Funded by a $1.5 million grant from the National Science Foundation, a team of 11 Clark faculty and over a dozen students are collaborating with community stakeholders and municipal and federal governments in Central Mexico to address the region’s longstanding water crisis.

“The Mexico City basin has been overexploited for 50 years.”
The Mexico City metro area is a barometer for the impacts of climate change, unchecked urbanization, and resulting water stress, says Professor Tim Downs, an environmental scientist and engineer in the Department of Sustainability and Social Justice with expertise in aquifers and watershed stewardship.
Yet, the region is poised to become a model for sustainability, Downs believes, if policymakers, communities, businesses, and universities collaborate to visualize alternative climate and development scenarios to reshape their collective future and alter their fate.
That’s where an interdisciplinary team of researchers comes in from Clark’s School of Climate, Environment, and Society, and the Becker School of Design & Technology.
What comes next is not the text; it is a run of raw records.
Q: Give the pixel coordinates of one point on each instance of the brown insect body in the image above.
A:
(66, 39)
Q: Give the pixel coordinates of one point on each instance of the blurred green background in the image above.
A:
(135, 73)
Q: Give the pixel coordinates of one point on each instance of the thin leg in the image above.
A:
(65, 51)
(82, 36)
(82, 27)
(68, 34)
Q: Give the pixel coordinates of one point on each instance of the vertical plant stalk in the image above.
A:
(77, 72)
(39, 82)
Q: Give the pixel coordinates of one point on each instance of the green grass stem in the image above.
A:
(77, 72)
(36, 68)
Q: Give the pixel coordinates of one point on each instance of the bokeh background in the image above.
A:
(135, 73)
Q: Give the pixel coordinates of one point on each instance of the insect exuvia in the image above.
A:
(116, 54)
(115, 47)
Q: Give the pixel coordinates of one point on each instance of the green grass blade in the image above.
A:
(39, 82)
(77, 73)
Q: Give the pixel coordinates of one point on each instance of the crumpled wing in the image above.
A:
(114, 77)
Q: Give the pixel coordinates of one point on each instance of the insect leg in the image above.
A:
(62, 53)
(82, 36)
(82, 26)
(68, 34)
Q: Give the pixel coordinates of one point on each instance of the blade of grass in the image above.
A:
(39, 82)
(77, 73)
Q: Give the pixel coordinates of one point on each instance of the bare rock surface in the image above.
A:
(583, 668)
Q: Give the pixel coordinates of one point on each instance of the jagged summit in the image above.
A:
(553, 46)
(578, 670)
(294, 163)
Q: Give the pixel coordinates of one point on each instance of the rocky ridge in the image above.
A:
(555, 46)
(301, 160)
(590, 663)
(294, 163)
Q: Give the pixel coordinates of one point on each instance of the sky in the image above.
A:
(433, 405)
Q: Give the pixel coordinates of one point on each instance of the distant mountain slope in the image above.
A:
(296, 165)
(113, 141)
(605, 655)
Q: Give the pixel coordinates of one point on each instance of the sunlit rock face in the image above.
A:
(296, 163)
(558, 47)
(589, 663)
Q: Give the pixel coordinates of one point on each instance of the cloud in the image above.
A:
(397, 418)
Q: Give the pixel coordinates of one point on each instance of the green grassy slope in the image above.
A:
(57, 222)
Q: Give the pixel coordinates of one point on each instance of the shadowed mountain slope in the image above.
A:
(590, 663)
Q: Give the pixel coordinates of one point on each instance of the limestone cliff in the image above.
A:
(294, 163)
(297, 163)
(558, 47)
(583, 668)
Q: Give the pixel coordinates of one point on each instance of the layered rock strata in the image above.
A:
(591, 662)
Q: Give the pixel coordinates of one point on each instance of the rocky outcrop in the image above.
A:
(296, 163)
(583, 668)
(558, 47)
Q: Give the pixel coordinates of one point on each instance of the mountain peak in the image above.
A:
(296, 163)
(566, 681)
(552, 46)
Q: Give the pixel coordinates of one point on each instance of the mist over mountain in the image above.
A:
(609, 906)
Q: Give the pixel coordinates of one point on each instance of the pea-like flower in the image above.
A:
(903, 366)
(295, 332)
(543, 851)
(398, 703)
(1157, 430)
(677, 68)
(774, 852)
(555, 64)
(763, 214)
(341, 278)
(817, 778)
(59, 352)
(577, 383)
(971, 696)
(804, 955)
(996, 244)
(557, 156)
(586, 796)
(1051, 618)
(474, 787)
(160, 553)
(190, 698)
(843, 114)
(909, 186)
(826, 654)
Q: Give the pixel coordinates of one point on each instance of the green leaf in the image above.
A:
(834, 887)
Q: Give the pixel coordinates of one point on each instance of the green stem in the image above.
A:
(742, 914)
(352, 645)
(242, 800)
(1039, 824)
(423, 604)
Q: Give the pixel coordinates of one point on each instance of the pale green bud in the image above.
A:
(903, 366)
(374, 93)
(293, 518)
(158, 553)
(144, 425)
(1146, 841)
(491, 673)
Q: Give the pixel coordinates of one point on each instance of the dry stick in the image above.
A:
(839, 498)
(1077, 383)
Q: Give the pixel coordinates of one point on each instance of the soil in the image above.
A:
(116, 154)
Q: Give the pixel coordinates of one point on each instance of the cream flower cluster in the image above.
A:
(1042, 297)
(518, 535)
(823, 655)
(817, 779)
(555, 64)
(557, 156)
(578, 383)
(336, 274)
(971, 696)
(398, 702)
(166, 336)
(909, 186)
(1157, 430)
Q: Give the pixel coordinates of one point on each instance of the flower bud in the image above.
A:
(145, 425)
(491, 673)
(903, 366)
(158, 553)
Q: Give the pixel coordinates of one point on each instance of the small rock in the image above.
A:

They are using the tools of GIS — remote sensing/satellite data and digital maps — with system dynamics modeling, virtual/extended reality (VR/XR) technology, and experiential educational experiences to help Central Mexico’s policymakers and the public understand the threats posed by climate change and how to mitigate them.
“We’re studying this region because it’s an example of what’s wrong with ‘business-as-usual’ development. The Mexico City basin has been overexploited for 50 years,” Downs says. “This region is emblematic of the pressing environmental and social justice challenges that the world is facing under climate change.”